Ambrozy’s enthusiasm for the studentship project is clear as he explains further: “If I had to choose one concept that I really liked from doing the studentship, it is the presence of supernumerary or accessory chromosomes. They are essentially chromosomes that are present alongside core chromosomes in a cell. They’re not really important for the survival of the organism but they’re important for the production of certain toxins and for other advantageous proteins. I thought that was really cool, the fact that these chromosomes can potentially be not just inherited vertically, they can actually be moved between different cells at the same time, so you have one colony in one location and one colony in another location and they can potentially transmit these accessory chromosomes between one another. That was the coolest part of the studentship. The primers we designed for our diagnostics were all done on genes within these accessory chromosomes. That’s why they were so important to the whole project.”
As Ambrozy goes into the fourth year of his integrated Master’s, he finds the experience of the studentship, working alongside Dr Armitage, has opened up other new ideas: “Originally, I was planning to finish uni after my Master’s but I’m not sure, I’m kind of starting considering going further…maybe going for a PhD. But that is something that I will decide at the end of this year. I’m not sure yet if it’s right for me at this point. But it’s definitely made me consider it much more.”

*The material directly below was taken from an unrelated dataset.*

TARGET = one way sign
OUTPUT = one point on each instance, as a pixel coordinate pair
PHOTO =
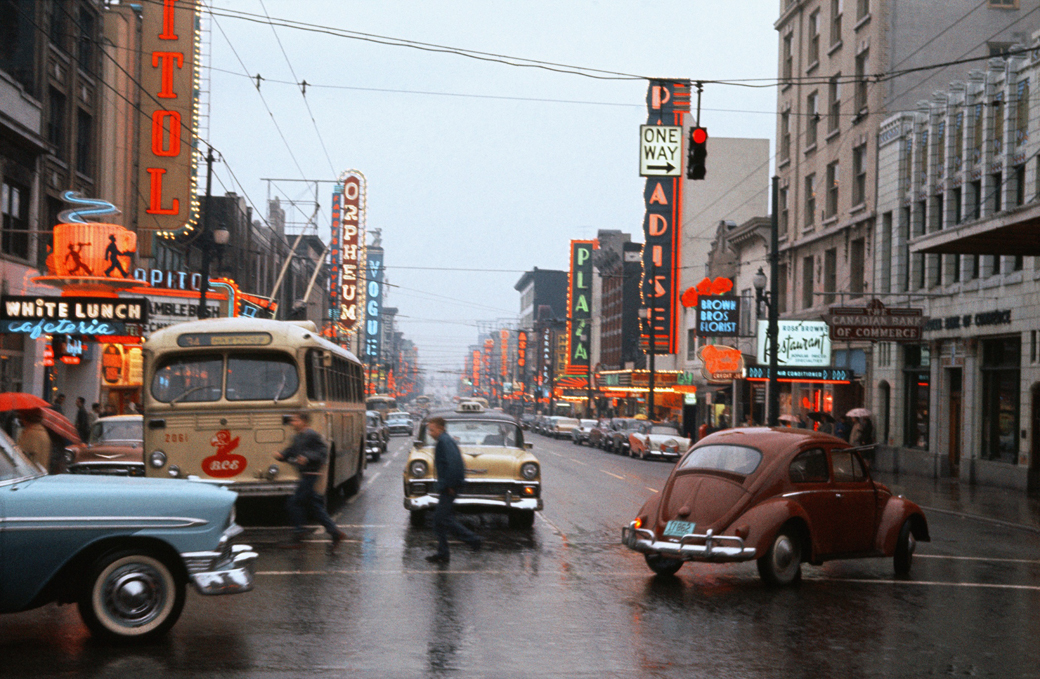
(660, 151)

The studentship has also cemented Ambrozy’s relationship with bioinformatics, as he concludes: “I’m not sure if plants are going to be the focus of it, but I know that I definitely want to go into bioinformatics. I feel like this is going to be the future of biology. I feel like you can do many more things, a much bigger workload with bioinformatics, so I guess it’s reassured me that I want to go into bioinformatics.”
Dr Armitage encourages any 2nd/3rd year undergraduate students to keep their eyes open for similar placements in the future, advising them to get in touch with researchers in fields that interest them and see what is available.
Plant Health Undergraduate Studentships aim to:
- Address skills and capacity challenges in plant health science by providing attractive opportunities for research experience to suitable undergraduates, offering them the opportunity to undertake supervised research with leading research groups.
- Facilitate training of undergraduates in research practice.
- Encourage research proposals and generate research outcomes in areas relevant to Defra’s plant health priorities.
- Build networks of research groups, emerging scientists and employers with a focus on plant health.